Can we take probiotics alone and skip the 25g of fiber from food? No. There’s a misconception that we got bloated, or constipated, or have other types of gastrointestinal (GI) distress because we don’t have enough microbes. And that taking probiotics can solve the problem. If this was true, we wouldn’t have to keep taking probiotics if we all felt better once we got those “good bacteria” into our systems. “Of course not,” some of you may be thinking, “if you want those probiotic bacteria to stay, you have to also take pre-biotic supplements.” Pre-biotics = fiber. We may benefit from adding probiotics to our diet, but if we don’t also get sufficient fiber, the microbes we ingested will just pass through us.
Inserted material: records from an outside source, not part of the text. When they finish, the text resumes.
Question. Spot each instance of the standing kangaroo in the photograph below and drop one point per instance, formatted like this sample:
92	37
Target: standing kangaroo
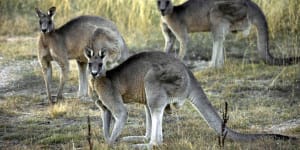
156	80
218	17
68	42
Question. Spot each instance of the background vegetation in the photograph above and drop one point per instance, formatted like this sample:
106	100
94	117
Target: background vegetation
137	20
261	98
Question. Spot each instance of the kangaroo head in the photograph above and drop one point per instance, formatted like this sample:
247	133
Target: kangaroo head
46	19
165	7
95	61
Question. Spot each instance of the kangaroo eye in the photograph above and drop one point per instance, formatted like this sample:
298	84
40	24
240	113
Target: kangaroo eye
102	55
167	3
90	64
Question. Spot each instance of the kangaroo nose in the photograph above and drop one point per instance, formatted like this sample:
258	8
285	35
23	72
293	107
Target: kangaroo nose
94	74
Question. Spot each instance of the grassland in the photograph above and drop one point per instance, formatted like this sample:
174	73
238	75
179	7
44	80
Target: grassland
261	98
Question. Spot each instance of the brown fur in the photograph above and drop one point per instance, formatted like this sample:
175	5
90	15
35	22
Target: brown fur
66	43
218	17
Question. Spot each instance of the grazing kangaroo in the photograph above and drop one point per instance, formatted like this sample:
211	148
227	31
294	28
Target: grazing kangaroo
68	42
218	17
154	79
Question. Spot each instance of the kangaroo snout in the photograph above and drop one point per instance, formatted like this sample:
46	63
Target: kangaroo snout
94	73
44	30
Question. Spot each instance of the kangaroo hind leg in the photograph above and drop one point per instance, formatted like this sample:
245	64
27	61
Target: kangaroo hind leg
144	138
47	74
83	82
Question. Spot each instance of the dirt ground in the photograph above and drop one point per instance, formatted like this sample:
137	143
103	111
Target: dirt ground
15	82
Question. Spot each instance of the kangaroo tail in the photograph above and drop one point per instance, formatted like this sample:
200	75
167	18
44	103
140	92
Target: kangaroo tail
208	112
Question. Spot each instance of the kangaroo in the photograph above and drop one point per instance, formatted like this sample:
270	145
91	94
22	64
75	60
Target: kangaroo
218	17
68	42
156	80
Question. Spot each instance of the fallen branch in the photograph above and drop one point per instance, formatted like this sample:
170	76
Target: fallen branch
225	117
89	136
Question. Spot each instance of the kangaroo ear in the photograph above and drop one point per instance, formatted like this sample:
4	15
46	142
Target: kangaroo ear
88	53
51	11
38	12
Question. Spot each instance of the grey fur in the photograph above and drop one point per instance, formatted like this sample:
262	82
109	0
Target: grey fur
218	17
154	79
68	42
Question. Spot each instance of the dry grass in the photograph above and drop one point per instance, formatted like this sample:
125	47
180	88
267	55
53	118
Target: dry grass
259	95
138	21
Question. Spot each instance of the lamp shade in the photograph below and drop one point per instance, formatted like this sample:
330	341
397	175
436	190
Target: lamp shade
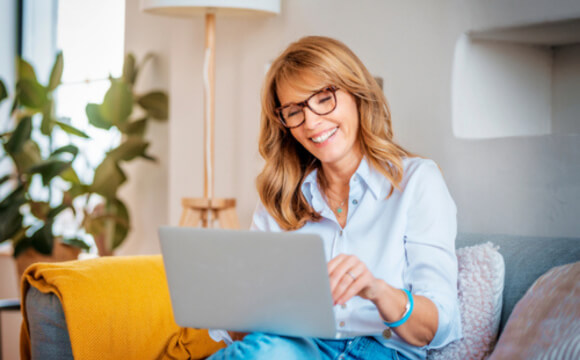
185	8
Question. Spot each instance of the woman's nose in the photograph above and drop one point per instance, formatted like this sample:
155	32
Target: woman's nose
311	119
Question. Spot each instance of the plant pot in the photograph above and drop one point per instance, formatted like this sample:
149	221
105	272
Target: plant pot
60	252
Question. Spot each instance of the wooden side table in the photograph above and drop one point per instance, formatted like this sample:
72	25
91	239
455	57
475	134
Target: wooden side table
204	211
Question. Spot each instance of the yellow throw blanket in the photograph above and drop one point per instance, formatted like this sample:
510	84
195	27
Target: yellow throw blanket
116	307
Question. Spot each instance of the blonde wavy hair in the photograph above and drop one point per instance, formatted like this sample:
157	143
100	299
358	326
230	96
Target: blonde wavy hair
286	161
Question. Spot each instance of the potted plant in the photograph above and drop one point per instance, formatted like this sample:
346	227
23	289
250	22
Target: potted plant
39	166
33	202
128	112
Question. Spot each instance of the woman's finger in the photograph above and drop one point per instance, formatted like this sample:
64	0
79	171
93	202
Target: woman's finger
350	276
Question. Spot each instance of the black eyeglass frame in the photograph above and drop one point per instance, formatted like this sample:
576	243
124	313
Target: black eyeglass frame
304	103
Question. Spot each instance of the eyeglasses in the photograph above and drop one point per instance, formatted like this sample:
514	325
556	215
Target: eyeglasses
322	102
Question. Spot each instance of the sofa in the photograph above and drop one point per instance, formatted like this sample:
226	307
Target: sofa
119	307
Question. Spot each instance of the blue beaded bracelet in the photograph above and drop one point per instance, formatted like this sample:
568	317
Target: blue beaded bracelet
408	311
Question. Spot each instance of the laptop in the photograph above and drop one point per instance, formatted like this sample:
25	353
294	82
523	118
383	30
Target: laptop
248	281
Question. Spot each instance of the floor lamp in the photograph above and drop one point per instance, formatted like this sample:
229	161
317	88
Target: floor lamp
208	208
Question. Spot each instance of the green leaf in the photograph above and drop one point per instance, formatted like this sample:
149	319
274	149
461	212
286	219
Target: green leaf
43	239
40	209
71	129
4	179
129	150
149	157
156	103
25	71
96	118
3	91
77	242
122	224
57	210
70	149
20	136
77	189
49	169
129	70
47	122
118	103
136	128
31	94
56	73
108	178
112	223
27	157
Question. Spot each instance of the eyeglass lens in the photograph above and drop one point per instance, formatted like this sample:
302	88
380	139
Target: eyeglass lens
321	103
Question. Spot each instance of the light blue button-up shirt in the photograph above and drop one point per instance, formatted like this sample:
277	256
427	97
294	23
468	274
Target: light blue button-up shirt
408	240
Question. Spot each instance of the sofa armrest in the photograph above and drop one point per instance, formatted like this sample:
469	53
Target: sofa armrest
48	331
116	305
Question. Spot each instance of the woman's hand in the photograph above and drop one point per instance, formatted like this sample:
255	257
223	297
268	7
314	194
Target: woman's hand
349	277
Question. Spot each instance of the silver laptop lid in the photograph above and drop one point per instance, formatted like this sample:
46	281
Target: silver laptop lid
248	281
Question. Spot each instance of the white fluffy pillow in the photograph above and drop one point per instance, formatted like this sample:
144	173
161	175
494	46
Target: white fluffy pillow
480	287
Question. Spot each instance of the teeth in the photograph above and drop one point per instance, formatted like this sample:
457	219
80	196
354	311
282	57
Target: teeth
324	136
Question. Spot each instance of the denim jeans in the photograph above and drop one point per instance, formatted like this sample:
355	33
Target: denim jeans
266	346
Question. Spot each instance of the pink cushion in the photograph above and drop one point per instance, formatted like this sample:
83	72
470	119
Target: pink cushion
480	287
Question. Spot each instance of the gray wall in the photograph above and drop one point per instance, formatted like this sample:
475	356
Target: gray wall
519	185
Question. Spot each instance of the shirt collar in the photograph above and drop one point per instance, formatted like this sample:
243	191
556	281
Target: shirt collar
365	173
372	178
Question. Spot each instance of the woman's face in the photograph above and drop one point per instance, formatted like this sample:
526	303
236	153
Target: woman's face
331	138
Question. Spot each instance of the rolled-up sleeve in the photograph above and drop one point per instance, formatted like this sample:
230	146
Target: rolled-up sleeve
430	249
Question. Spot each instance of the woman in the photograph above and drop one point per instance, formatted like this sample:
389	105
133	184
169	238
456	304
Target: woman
386	217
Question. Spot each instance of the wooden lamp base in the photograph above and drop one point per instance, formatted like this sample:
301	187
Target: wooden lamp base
203	210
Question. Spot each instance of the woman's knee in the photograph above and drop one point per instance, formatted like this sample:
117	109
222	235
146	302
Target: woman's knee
265	346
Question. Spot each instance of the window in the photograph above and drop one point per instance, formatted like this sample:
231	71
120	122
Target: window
90	33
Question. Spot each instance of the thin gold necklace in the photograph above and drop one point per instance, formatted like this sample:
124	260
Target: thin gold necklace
339	208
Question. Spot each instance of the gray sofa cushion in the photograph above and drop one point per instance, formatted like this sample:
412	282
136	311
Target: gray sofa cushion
49	337
526	258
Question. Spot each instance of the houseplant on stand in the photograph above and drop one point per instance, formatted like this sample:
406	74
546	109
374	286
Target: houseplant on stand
125	111
40	169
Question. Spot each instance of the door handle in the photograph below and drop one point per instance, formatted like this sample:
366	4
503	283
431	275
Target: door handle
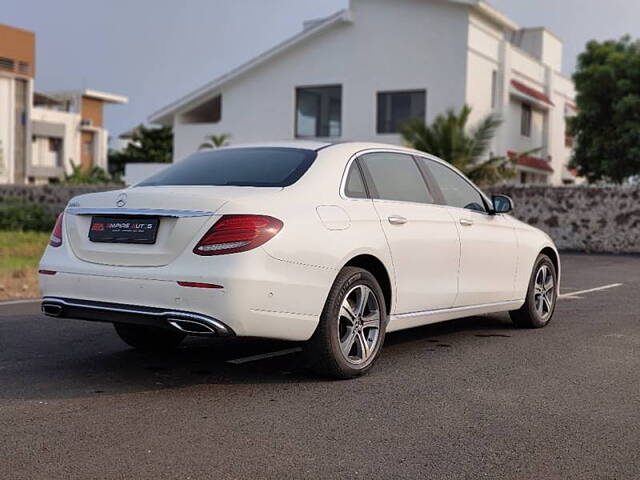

Does a fiber supplement work just as well as fiber from your food? It doesn’t seem like it, but even if it did, a fiber supplement ONLY has fiber it in. A fiber-rich food has other essential vitamins and minerals in it. You could take supplements for both probiotics to get a more diverse microbiome, and then take a prebiotic supplement to get fiber. Or you could eat a roasted squash (fiber, potassium, vitamin C, vitamin B6, magnesium) with Greek yogurt (protein, vitamin A, vitamin Bs (B2, B5, B12), potassium, calcium), and spiced, crushed walnuts (fiber, protein, essential omega-3 fatty acids). You know, a regular meal.
So what’s the best way to avoid bloating and GI distress? You can enjoy your food AND heal your gut. Build your plate with protein and fiber first. Add some fermented foods to help increase gut diversity. Contrary to popular belief, we get bloated when we eat more simple carbohydrates than we can absorb at a fast enough rate, so the best way to avoid bloating is to reduce simple carb intake when we’re not moving. Remember that “carbohydrates” refers to fiber (aka “slow carbs”) and sugar (aka “fast carbs”) - any carb that isn’t fiber is seen as sugar by our bodies. More about when we need simple carbs to fuel our movement here. And stay hydrated so that you can actually absorb the food you’re eating!
Metabolic tips for a healthy gut microbiome:
Use the “get to 25g of fiber guide” to get enough fiber to support a healthy gut microbiome!
Add some fermented foods to increase diversity in your guts microbiome and reduce inflammation!
Avoid simple carbohydrates when you’re not going to be moving - simple carbs increase bloating and GI distress when we don’t absorb them fast enough.
E. coli and other “pathogenic” bacteria that often cause food poisoning make us sick because there’s too much of that one type of bacteria at once. Not because that particular bacteria produce a toxin or something that is guaranteed to make us sick. There’s a natural amount of E. coli found in all of our guts; the problem comes from the lack of diversity and the overgrowth of certain types of bacteria when we eat too much simple sugars and not enough fiber.
Shah, BR et al. (2020) Effects of prebiotic dietary fibers and probiotics on human health: with special focus on recent advancement in their encapsulated formulations. Trends in Food Science and Technology.